超常識その1:そもそも“情報システム部”って何するとこ?

 情報システム部は企業のIT基盤を整備する部門です。ハードウェアやネットワーク、ソフトウェアの選定・整備を行う「開発」、システムの稼働管理やセキュリティ対策を行う「運用・管理」、現業部門が効率良く業務を行えるようITツールの活用指導などを行う「ユーザー支援」と、大きく分けて3つの業務があります。

 開発はユーザー部門も含めた関係者でプロジェクトチームを組んで行います。プロジェクトリーダーが開発要件に基づいて「どんなハードウェア・ソフトウェアを使い、どんなスタッフで、どれほどの期間・コストで開発するか」計画を考え、その管理下で作業を進める形です。作業面では、システム全体の概要・機能をまとめた基本設計と、それを実現するサブシステム、プログラムなどを策定した詳細設計を作成。これらに沿って作業を行い、設計通りにシステムが動くかどうか、テストを行った上で本番環境に導入します。

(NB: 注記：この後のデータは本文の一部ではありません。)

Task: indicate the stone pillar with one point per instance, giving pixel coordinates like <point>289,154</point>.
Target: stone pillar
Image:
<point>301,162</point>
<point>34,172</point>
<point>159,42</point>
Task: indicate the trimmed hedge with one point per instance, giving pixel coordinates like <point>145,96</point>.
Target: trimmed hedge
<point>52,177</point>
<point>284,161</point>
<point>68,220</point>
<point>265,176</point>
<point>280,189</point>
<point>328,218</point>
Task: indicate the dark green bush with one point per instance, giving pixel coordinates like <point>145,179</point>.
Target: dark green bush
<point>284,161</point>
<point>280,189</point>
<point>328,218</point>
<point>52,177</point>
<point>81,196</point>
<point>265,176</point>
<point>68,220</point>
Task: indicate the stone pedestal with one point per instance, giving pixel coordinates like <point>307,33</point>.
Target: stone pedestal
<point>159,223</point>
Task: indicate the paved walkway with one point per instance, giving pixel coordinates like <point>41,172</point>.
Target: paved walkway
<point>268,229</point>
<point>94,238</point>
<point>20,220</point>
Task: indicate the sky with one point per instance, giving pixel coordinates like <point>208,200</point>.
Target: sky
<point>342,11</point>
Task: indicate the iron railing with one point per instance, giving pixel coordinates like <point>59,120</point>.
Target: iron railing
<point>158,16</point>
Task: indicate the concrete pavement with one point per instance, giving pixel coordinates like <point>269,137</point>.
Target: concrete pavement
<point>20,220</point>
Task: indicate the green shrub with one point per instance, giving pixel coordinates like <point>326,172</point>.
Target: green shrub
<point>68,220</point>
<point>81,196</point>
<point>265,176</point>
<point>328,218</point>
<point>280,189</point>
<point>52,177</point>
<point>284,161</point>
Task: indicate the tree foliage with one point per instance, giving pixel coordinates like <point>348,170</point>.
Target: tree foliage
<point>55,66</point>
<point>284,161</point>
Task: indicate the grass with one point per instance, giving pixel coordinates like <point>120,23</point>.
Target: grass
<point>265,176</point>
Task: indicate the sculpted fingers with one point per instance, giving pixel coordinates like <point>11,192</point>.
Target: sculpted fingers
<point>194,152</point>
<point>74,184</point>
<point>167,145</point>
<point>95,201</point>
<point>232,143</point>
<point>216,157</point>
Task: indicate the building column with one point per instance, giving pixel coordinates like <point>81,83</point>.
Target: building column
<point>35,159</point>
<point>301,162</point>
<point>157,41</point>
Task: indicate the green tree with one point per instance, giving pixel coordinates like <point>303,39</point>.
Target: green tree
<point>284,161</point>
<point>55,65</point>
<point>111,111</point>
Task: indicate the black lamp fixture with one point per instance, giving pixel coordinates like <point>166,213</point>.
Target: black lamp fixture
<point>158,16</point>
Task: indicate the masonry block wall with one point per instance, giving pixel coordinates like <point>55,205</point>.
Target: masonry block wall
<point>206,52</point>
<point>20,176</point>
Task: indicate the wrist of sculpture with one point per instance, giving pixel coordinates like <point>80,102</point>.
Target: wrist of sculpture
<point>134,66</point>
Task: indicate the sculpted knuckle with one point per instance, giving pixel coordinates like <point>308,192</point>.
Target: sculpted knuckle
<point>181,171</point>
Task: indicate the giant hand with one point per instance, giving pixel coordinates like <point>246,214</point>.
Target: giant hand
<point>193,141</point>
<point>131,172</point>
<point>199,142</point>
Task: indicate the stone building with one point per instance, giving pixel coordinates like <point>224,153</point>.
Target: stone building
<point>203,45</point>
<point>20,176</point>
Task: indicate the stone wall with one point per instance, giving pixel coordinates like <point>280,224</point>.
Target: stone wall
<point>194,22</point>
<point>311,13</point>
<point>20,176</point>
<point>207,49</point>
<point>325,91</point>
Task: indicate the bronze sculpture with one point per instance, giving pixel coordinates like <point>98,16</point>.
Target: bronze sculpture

 運用・管理業務では、データやプログラムを管理したり、システム全体の状況を監視して安定稼働を維持します。特に現在、多くの企業で使われているクライアントサーバシステムは、サーバとクライアントPCが分担して業務処理を行うほか、さまざまなベンダの製品が混在しています。そのため万一の際、原因を特定しにくいという問題があります。そこで過去の障害事例と解決法をまとめるなど、復旧対策を用意することも重要な業務となっています。IT運用管理の国際基準「ITIL」を参考に運用環境を整備するのが一般的です。

 また、個人情報保護法や4月施行の日本版SOX法を順守する上では情報漏えい対策も不可欠。「どの情報を、どの脅威から、どう守るか」をまとめたセキュリティポリシーを定め、サーバルームへの入退室管理、ID・パスワードによるシステムのアクセス制限などを行います。セキュリティ管理の認証基準「ISMS認証」取得を1つの目安とするケースも多く見られます。

 このように情報システム部の仕事は多岐にわたります。そこで働くには、システムやソフトウェア、ネットワーク関連の知識・技術はもちろん、さまざまな立場の人と円滑にコミュニケーションを図るヒューマンスキルも不可欠です。プロジェクトリーダーなら計画を成功に導くリーダーシップや、PMBOKなどプロジェクトマネジメントの知識も必要です。システムを効率良く開発・運用するため、社外に業務委託するアウトソーシング・オフショアリングも盛んですが、委託先管理にもこうしたスキルが求められます。

 現在はITの活用が業績向上のカギを握る時代。情報システム部には、経営トップやCIOをIT面から支援する戦略的部門としての期待が高まっているだけに、経営とIT、両面の知識・スキルを兼ね備えた人材が、今後ますます必要になるといわれています。